Distributed Training Strategy Introduction

This blog post explores advanced parallelism techniques in deep learning to optimize computational efficiency and memory usage across GPUs. It covers Data Parallelism (DP), Zero Redundancy Optimizer (Zero), Pipeline Parallelism (PP) and Tensor Parallelism (TP).


image


Data parallelism is the simplest strategy for parallel processing. In this setup, each GPU holds a complete copy of the model and processes different training data inputs in parallel. During forward computation, each GPU independently executes its assigned data, calculates the loss, and performs backward propagation to compute gradients. The gradients are then reduced (averaged) through communication, broadcasted to all GPUs, and used to update the model weights with the average gradient.

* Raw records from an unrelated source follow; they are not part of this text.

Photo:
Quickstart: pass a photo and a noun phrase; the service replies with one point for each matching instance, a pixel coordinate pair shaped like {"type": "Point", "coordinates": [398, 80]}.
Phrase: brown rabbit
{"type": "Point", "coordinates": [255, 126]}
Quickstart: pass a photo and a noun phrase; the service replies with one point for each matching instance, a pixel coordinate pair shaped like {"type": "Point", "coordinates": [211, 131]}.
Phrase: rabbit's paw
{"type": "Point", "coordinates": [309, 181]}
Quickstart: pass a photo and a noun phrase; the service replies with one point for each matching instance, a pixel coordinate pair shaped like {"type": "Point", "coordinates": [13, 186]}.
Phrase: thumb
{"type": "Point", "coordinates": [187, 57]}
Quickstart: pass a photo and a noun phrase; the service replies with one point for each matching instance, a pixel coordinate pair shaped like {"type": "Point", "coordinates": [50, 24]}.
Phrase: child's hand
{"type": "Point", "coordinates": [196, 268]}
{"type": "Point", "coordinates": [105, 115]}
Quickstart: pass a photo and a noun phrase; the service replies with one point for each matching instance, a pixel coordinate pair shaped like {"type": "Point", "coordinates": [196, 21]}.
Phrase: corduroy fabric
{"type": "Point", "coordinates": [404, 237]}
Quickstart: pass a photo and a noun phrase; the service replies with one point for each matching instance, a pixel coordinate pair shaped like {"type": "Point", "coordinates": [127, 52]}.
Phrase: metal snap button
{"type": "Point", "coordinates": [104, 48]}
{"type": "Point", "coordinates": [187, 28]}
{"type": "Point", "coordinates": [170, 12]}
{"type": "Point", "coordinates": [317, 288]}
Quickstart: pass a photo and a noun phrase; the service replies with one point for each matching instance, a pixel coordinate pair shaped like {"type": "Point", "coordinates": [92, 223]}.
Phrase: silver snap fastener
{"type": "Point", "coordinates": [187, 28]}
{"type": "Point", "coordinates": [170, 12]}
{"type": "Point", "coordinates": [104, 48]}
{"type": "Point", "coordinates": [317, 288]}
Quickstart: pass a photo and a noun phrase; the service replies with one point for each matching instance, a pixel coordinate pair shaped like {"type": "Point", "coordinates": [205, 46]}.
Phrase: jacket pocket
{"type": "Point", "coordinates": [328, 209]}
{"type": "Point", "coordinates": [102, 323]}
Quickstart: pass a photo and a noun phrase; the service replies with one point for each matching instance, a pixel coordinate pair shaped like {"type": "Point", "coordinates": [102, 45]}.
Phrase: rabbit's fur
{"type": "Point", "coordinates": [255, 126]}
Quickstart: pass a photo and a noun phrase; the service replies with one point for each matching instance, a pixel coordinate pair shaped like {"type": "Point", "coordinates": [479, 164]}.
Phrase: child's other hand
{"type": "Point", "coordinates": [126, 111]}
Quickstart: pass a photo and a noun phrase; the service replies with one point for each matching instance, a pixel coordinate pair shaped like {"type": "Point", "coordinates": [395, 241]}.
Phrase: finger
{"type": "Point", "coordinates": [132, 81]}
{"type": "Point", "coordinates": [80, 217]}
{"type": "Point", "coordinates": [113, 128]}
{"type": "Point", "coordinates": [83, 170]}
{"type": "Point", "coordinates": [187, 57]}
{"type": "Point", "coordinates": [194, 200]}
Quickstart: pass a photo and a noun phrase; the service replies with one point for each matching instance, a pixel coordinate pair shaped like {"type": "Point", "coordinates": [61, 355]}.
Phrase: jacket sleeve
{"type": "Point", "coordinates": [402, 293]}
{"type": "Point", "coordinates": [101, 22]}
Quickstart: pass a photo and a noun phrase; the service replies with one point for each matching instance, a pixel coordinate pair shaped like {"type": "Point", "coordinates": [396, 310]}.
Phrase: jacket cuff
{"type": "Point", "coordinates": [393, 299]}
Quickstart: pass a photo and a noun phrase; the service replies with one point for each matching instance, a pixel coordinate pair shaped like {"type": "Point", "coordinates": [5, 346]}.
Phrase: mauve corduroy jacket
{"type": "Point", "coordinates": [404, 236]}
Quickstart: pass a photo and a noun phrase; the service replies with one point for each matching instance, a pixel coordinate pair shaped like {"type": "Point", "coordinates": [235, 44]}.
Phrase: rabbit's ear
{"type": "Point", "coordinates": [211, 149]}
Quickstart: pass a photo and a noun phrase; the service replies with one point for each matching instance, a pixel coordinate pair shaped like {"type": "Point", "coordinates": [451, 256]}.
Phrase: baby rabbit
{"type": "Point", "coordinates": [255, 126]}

However, because each GPU retains the entire model parameters and optimizer state, data parallelism is not particularly memory-efficient.

Moreover, data parallelism involves a communication step to aggregate gradients after each GPU has completed forward and backward computations. As the DP_size increases, the communication cost also grows. To mitigate this, the use of “micro_batches” allows for multiple forward and backward passes in one go, effectively reducing communication overhead.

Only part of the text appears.